Selain Tahu Cara Mencegah Virus Corona, Berikut Gejala Terbaru yang Perlu Diperhatikan

corona photo

Infeksi virus corona atau Covid-19 telah mewabah hampir satu tahun hampir di seluruh penjuru dunia. Gejala yang ditimbulkan oleh virus dari Wuhan, China ini kabarnya bervariasi. Bahkan kini terdapat beberapa gejala terbaru yang semakin kompleks dan membuat sebagian besar orang menggigit ketakutan. Selain perhatikan cara mencegah virus corona, berikut gejala yang dimaksud.

Gejala Baru dari Virus Corona

1. Parosmia

Menurut penuturan dari kanal Healthline, parosmia merupakan distorsi penciuman. Yang mana gejala ini mampu menyebabkan penderita mengalami halusinasi penciuman. Misalnya saja ketika terdapat aroma harum, mereka akan mencium bau busuk di indra penciumannya. Seorang ahli bedah THT, menjelaskan bahwa gejala satu ini memang cukup unik dan aneh.

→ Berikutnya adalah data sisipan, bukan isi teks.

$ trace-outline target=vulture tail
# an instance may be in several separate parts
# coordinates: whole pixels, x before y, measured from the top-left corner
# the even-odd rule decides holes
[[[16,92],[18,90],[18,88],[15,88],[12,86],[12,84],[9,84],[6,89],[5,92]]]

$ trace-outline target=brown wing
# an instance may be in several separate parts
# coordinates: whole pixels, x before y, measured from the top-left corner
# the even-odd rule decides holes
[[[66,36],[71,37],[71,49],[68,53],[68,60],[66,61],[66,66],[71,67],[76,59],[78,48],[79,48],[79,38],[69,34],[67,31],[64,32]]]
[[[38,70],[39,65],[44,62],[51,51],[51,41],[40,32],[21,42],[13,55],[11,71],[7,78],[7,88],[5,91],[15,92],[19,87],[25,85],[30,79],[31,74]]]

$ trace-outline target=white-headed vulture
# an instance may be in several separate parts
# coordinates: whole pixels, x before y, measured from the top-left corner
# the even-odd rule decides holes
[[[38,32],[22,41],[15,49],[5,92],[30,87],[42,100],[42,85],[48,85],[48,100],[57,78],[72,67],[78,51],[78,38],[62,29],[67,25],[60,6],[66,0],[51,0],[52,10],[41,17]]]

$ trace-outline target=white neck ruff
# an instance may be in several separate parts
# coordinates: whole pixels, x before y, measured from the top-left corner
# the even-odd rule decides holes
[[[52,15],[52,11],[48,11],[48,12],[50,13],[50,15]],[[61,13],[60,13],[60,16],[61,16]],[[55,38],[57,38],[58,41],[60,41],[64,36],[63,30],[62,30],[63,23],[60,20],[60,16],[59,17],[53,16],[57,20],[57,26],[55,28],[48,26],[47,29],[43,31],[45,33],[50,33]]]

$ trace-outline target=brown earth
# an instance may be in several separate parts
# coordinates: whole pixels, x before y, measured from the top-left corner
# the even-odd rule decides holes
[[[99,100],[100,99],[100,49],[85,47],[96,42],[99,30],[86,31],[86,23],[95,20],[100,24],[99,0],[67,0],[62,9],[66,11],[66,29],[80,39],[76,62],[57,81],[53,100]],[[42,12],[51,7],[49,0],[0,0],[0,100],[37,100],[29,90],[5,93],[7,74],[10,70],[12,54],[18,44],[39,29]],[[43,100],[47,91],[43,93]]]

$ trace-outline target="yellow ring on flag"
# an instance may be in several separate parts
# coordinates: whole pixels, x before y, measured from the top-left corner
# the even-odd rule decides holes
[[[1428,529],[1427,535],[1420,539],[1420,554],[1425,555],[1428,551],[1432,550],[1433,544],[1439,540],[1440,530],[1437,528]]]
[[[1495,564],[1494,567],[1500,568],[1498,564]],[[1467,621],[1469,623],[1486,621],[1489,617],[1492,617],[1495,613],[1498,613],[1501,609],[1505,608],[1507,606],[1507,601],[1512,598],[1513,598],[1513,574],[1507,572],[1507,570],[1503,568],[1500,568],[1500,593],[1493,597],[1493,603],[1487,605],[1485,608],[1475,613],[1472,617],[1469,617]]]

Namun pada kenyataannya, dua pasien pernah mengalami gejala satu ini. Dimana salah satu pasien tersebut mengatakan jika ketika mencium aroma, bau yang dirasakan layaknya bau ikan. Sementara yang lainnya, kerap mencium bau terbakar, padahal di sekitarnya tidak ada asap. Gejala satu ini kerap disebut sebagai virus neurotropik, karena mempengaruhi saraf di atap hidung.

2. Kelelahan

Mungkin gejala yang kedua ini kerap terjadi oleh sebagian besar penderita. Berdasarkan sebuah studi yang telah dipublikasikan di laman Journal of the American Medical Association atau JAMA, gejala kelelahan ini ternyata bisa bertahan lama setelah seseorang dinyatakan terinfeksi Covid-19. Dari studi tersebut pula, telah ditemukan sebanyak 53 persen pasien alami gejala ini.

3. Sakit Mata

Salah satu gejala terbaru yang dilaporkan dewasa ini yakni sakit mata. Dalam sebuah studi yang dilakukan oleh Anglia Ruskin University (ARU), Inggris, menyatakan jika telah menemukan sebanyak 18 persen pasien positif Corona mengalami fotofobia atau sensitivitas cahaya. Sekitar 83 responden, 81 persennya melaporkan jika masalah mata ini berlangsung selama dua minggu.

Masalah ini pun muncul setelah gejala lainnya dirasakan. Terdapat pula beberapa responden yakni berkisar 80 persen, melaporkan jika masalah mata tersebut berlangsung kurang dari dua minggu. Perbedaan waktu yang dialami tersebut menyesuaikan pada kondisi badan serta beberapa faktor lainnya. Karena hal inilah, gejala mata diidentifikasi sebagai gejala baru selanjutnya.

4. Nyeri Otot

The Journal Annals of Clinical and Translational Neurology telah melakukan penelitian dan menemukan sebanyak 44,8 persen relawan yang berpartisipasi mengalami nyeri otot akibat virus corona. Rasa nyeri tersebut muncul terdapat kemungkinan muncul lantaran adanya peradangan yang terjadi di dalam tubuh akibat terinfeksi oleh virus Covid-19.

Bukan hanya orang yang dinyatakan positif terpapar virus jahat ini saja yang mengalami gejala nyeri otot. Akan tetapi, terdapat pula beberapa orang yang telah sembuh dari infeksi Covid-10 melaporkan kerap mengalami nyeri otot. Untuk itu, sebagian besar dokter menyatakan jika nyeri otot bisa dijadikan sebagai gejala terbaru akibat corona.

5. Masalah Pencernaan

Gejala terbaru lainnya yang baru ditemukan lantaran terinfeksi virus corona yakni masalah pencernaan. Hal ini dibuktikan dalam sebuah studi yang mengungkapan jika Covid-19 mampu mengakibatkan masalah pencernaan, seperti diare dan muntah muntah. Biasanya, gejala satu ini disertai dengan tanda tanda lainnya. Akan tetapi, hanya terdapat 4 persen orang yang didiagnosis alami gejala ini.

Banyaknya pasien yang dinyatakan positif virus corona setiap harinya, tidak lain karena penyakit ini memang bisa menular dengan cepat. Bila banyak orang yang tidak mematuhi protokol kesehatan yang telah ditetapkan sebelumnya oleh pihak pemerintahan, tentunya hal ini akan berakibat buruk. Karena angka positif akan semakin meningkat seiring berjalannya waktu.